“Wouldn’t it be better for you to go to sleep?”

“Sleep! If you knew the horrible dreams I have had! No, I would rather stay awake now. Sit down here.”

“Where?”

“Here on the floor beside me. Otherwise we cannot speak in a whisper—and we might waken mamma.”

Esclavita acceded to the proposal without demur, and stretched herself on the floor, almost cheek to cheek with Rogelio, but without losing her modest and reserved air, showing in this that she was born in the land, where bucolic naturalness of action is united to modesty of demeanor. The girl’s pure virginal breath mingled for the second time with that of the student, but the feelings it awakened in him now were of a very different nature from those he had experienced on the former occasion. Whether it was that the shock caused by his mother’s fall had transformed his youthful sensations into sentiment, or that the place in which he was did not admit of evil thoughts, certain it is that near to him as Esclavita was, and easy as it would have been to take liberties with her, it did not even enter into his mind to attempt doing so; all he was conscious of was a sort of affectionate effusiveness, unusual with him, a feeling of inexplicable tenderness, which caused his eyes to fill with tears. Reaching out his hand, he grasped Esclavita’s and, pressing it with force, said:

“Esclavita, mamma came near being killed to-day.”

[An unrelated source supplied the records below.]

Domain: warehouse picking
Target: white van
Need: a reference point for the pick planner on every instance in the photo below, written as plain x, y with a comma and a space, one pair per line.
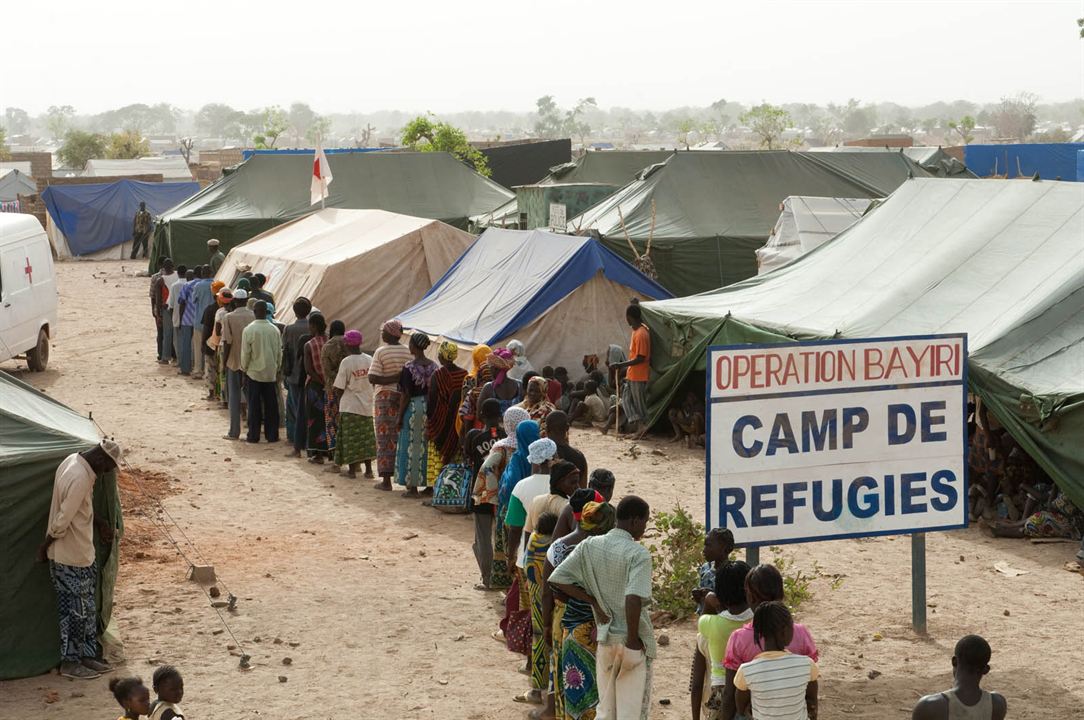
27, 290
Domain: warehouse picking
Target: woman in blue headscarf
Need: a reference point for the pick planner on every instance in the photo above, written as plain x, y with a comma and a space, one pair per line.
516, 624
517, 467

“Thank God it was nothing serious, Señorito!” answered the girl, returning the pressure.

“And if she had been killed, what should I have done, tell me that?”

Esclavita did not answer, thereby showing her wisdom, for the question put to her was one of those which do not admit of being answered in words. She pressed more forcibly than before the student’s hot, trembling hand in hers, and her eyes responded in the half shadow with a long and eloquent glance.

“If she had died,” continued Rogelio, yielding to his involuntary emotion, “you see that I should have no one in the world but you, no one.”